2702 Kevin Lewis	2009-05-12
      Bug#43344 & Bug#44721  
      Second patch (comprehensive) with review changes
      
      This series of changes closes many gaps in which a data buffer can get 
      thawed and then re-chilled almost immediatly which can cause the use 
      of a bad data buffer pointer.  For 44344, it makes the act of chilling
      and thawing records an atomic operation which uses CAS.  Each call to 
      thaw returns a valid pointer to the buffer that was thawed so that it 
      can be used during the current cycle as long as the caller has a 
      CycleLock.
      
      Record.h, Record.cpp, RecordVersion.h & RecordVersion.cpp;
      
      The most significant change is that when a data buffer is chilled, 
      it recieves the value (-1) and this happens atomically.  
      Record::state == recChilled is no longer used.  
      The record.data pointer is now always read once, checked, and 
      returned up the call stack to where it is used.
      
      hasRecord() is changed from an inline function to a virtual function 
      for both Record and RecordVersion. hasRecord() and isChilled() are 
      added so that the record can check data.record itself. 
      
      setEncodedRecord() and thaw() return the pointer to the buffer
      that they just created and put into data.record so that the caller 
      does not have to rely on that buffer being there later.
      
      getEncodedValue() uses the recordData pointer of the caller instead
      of getting it again from data.record.
      
      getAllocatedSize() is added so that the number of bytes in a buffer 
      holding the record can be consistently known.  It is used in several 
      places.  
      
      chillData() is similar to and replaces deleteData() during 
      SRLUpdateRecords::chill
      
      isDeleted() is also added so that the common (state == recDeleted) 
      check can be done by the record itself.  This is not fully 
      implemented yet because we need to get away from the over-use of 
      these state flags.  They are somewhat unreliable on multiple CPUs 
      unless they are set with CAS.
      
      getRecordData() is also changed from an inline to a virtual function.
      
      findRecordData() is like getRecordData but without the thaw.  It is 
      used in three places along the call stack for thawing a record to 
      check if another thread has already thawed that record.  This is 
      not likely now because of the use of syncThaw.  But syncThaw may 
      no longer be necessary.
      
      isAllocated() is an inline function used about 6 times to determine 
      if a pointer is real or not.
      
      SRLUpdateRecords.h & SRLUpdateRecords.cpp;
      
      thaw() returns the data buffer thawed in addition to the number of 
      bytes reallocated.
      
      chill() is not sent the dataLength anymore since it calculates that 
      itself.
      
      SerialLog.h, SerialLog.cpp, transaction.h, transaction.cpp;
      
      Since the number of bytes chilled and thawed stored in the SerialLog 
      and Transaction were being maintained but not used, I deleted those
      variables and code used to maintain them.  The number of allocated 
      bytes associated with a Transaction is stored in totalRecorddata and 
      is still maintained.
      
      transaction.cpp
      Even though backlogging is not currently active, the choice whether 
      to backlog any particular record needed to be enhanced.  Along with 
      replacing hasRecord(false) with isChilled(), it should avoid 
      backlogging record chains that do not start at the base record.  

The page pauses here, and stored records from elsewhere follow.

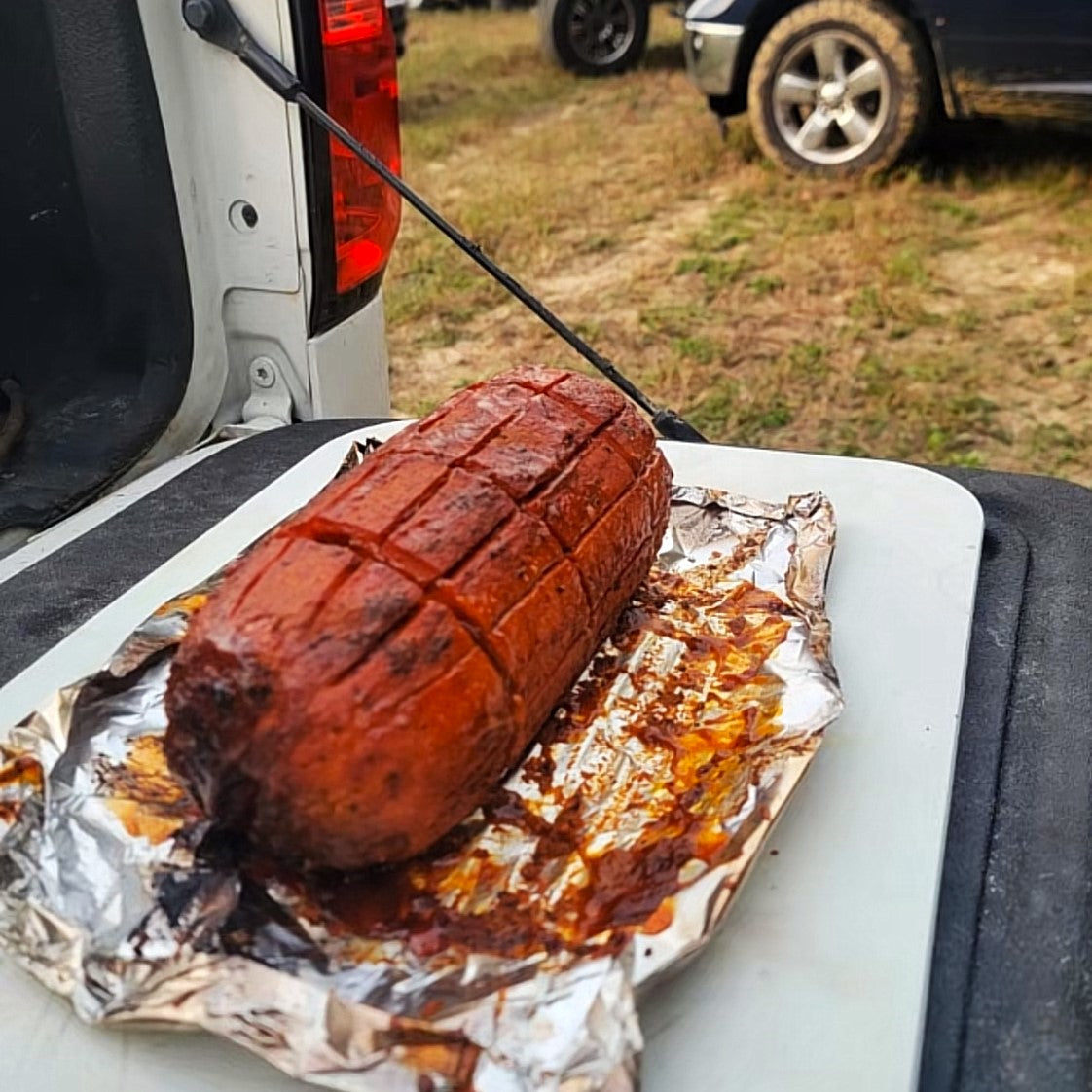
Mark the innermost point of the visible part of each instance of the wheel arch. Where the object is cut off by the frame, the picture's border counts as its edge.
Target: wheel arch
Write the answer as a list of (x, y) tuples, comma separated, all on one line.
[(764, 15)]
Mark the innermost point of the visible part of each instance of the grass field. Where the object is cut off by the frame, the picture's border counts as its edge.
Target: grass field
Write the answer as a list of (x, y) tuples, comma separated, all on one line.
[(942, 314)]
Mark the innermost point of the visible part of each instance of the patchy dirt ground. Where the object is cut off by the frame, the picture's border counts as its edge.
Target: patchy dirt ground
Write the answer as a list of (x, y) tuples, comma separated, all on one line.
[(942, 314)]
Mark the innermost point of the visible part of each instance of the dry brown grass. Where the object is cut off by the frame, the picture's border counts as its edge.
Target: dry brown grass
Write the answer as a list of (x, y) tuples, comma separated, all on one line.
[(941, 315)]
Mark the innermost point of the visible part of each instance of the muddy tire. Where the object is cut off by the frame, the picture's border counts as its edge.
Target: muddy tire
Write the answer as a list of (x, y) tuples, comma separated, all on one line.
[(840, 88), (594, 37)]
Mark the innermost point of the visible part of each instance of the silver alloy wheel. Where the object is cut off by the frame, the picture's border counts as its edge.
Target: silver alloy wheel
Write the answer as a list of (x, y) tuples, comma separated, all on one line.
[(601, 30), (831, 96)]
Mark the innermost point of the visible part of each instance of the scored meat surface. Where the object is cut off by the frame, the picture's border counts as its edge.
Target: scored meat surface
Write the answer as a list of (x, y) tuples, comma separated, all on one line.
[(372, 670)]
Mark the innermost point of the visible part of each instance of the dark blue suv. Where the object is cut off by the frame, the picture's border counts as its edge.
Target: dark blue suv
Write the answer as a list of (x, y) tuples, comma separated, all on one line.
[(845, 87)]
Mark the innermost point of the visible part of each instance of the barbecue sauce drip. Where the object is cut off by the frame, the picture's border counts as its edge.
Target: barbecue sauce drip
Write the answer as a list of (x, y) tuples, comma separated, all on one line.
[(570, 893), (544, 870)]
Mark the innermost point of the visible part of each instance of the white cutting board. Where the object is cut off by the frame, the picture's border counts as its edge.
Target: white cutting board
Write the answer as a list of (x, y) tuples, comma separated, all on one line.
[(817, 983)]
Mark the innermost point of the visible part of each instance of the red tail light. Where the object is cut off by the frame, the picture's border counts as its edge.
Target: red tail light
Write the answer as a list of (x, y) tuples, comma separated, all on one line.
[(363, 94)]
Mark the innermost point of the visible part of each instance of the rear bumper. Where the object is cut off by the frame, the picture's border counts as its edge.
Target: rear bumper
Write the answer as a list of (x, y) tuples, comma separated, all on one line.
[(712, 51)]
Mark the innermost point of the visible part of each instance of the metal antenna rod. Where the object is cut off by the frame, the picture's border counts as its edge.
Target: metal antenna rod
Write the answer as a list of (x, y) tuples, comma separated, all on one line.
[(216, 22)]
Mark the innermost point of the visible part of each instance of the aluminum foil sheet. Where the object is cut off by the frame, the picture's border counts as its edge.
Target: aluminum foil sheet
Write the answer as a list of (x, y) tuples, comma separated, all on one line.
[(510, 958)]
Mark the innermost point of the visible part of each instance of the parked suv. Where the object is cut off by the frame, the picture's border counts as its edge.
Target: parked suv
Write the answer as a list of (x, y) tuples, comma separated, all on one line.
[(845, 87), (182, 253)]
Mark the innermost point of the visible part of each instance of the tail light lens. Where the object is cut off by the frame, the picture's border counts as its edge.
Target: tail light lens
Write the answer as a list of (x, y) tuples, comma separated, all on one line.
[(363, 94), (346, 55)]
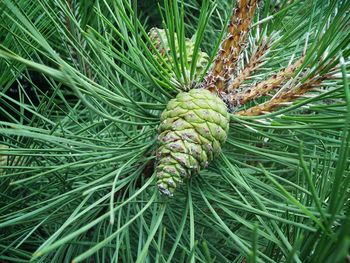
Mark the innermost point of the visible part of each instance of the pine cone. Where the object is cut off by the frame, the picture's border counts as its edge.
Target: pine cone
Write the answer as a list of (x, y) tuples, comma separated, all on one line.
[(160, 41), (193, 128)]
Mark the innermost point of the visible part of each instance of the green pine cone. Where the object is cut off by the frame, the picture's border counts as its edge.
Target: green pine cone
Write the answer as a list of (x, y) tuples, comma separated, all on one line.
[(193, 128), (160, 41)]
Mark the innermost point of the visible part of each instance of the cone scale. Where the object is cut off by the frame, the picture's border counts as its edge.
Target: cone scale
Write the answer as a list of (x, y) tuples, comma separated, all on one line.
[(192, 130)]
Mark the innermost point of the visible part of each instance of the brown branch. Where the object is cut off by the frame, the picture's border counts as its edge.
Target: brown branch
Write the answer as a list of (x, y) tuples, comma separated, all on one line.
[(283, 99), (256, 60), (263, 88), (231, 46)]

      That is checked with isSuperceded(). Also, backlogging should occur 
      for deleted records as well as newly chilled records.
[12 May 2009 22:59] Bugs System
A patch for this bug has been committed. After review, it may
be pushed to the relevant source trees for release in the next
version. You can access the patch from:

  http://lists.mysql.com/commits/73882

2704 Kevin Lewis	2009-05-12
      Code Cleanup and compile warnings
      Fix the previous patch for Bug#43344 & Bug#44721 that made a call to getAllocatedSize()
      from inside a thaw.  This caused a recursive loop and a stack overflow.